2012-08-01 Thread Black, Michael (IS)
You may be interested in this article:
http://www.drdobbs.com/parallel/multithreaded-file-io/220300055?pgno=2

Mutli-threaded reading of multiple files (which is basically what you're 
talking about by splitting a file in half) is only faster if you have multiple 
disks (in this article that's a RAID-5 system).

Random I/O gains a bit by threading due to the probability of intersecting 
common disk blocks.


Michael D. Black
Senior Scientist
Advanced Analytics Directorate
Advanced GEOINT Solutions Operating Unit
Northrop Grumman Information Systems


From: sqlite-users-boun...@sqlite.org [sqlite-users-boun...@sqlite.org] on 
behalf of Udi Karni [uka...@gmail.com]
Sent: Wednesday, August 01, 2012 2:25 PM
To: General Discussion of SQLite Database
Subject: EXT :Re: [sqlite] Windows I/O (was: Initial read speed greater than 
subsequent)

You are right.

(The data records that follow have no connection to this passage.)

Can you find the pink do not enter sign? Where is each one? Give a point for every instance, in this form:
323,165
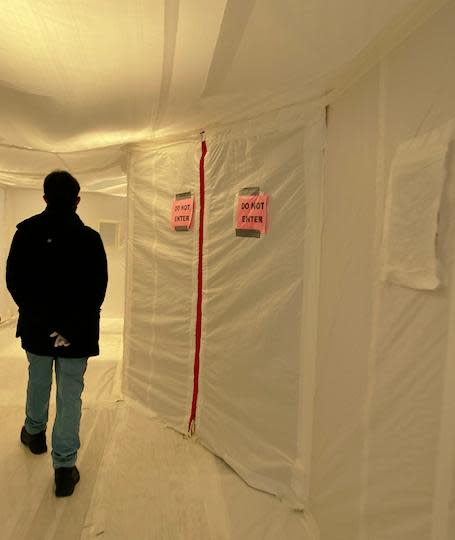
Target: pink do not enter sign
252,212
182,213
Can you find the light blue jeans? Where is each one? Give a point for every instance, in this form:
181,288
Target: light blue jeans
69,374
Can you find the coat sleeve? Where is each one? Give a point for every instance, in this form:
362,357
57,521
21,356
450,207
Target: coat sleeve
81,319
15,275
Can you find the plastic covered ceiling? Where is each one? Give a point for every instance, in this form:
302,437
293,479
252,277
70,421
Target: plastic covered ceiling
81,79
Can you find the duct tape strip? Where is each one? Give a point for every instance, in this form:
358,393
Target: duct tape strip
377,289
197,352
444,475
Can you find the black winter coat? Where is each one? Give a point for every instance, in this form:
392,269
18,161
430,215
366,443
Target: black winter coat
57,274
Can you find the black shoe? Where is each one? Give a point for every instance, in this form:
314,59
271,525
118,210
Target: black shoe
65,480
36,443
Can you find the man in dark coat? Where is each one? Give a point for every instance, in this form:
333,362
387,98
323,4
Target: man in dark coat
57,274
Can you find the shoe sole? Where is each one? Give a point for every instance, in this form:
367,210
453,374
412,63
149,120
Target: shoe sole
33,451
68,494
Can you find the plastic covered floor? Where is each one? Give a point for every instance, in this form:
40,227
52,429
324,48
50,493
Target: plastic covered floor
139,479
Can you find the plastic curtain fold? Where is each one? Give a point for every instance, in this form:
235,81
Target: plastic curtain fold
253,296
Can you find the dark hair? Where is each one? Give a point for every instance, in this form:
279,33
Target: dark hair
61,189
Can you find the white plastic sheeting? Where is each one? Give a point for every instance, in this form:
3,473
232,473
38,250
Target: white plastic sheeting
254,300
138,479
383,443
79,80
373,456
418,174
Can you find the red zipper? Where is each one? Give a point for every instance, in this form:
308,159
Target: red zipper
197,350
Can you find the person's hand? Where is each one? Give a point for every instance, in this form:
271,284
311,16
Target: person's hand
60,341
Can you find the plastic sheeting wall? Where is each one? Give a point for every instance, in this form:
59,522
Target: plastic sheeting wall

True Parallel Query can get very complicated. I was hoping
for something very limited for starters - for example -

- only 2 processes
- only for simple full scans where the block range can be divided in two
- only when there is no ORDER/GROUP BY where sub results from the 2 threads
have to be combined

Basically only for queries such as SELECT COUNT/MIN/MAX FROM TABLE WHERE

Sounds very limited / what's-the-point kind of thing - but it would
actually be very useful when working with large data where you find
yourself doing a lot of QA and study of the data - "how many rows have this
range of codes / are null", etc.

Having 2 processes working simultaneously might cut run times in half - and
save many minutes.

Going higher than 2 might hit disk read limitations anyway - so 2 might be
plenty for version 1.

In other words - nothing grand - just a small optimization that will kick
in on simple stuff. Pick some low hanging fruit.

A "would be nice" if not too complicated.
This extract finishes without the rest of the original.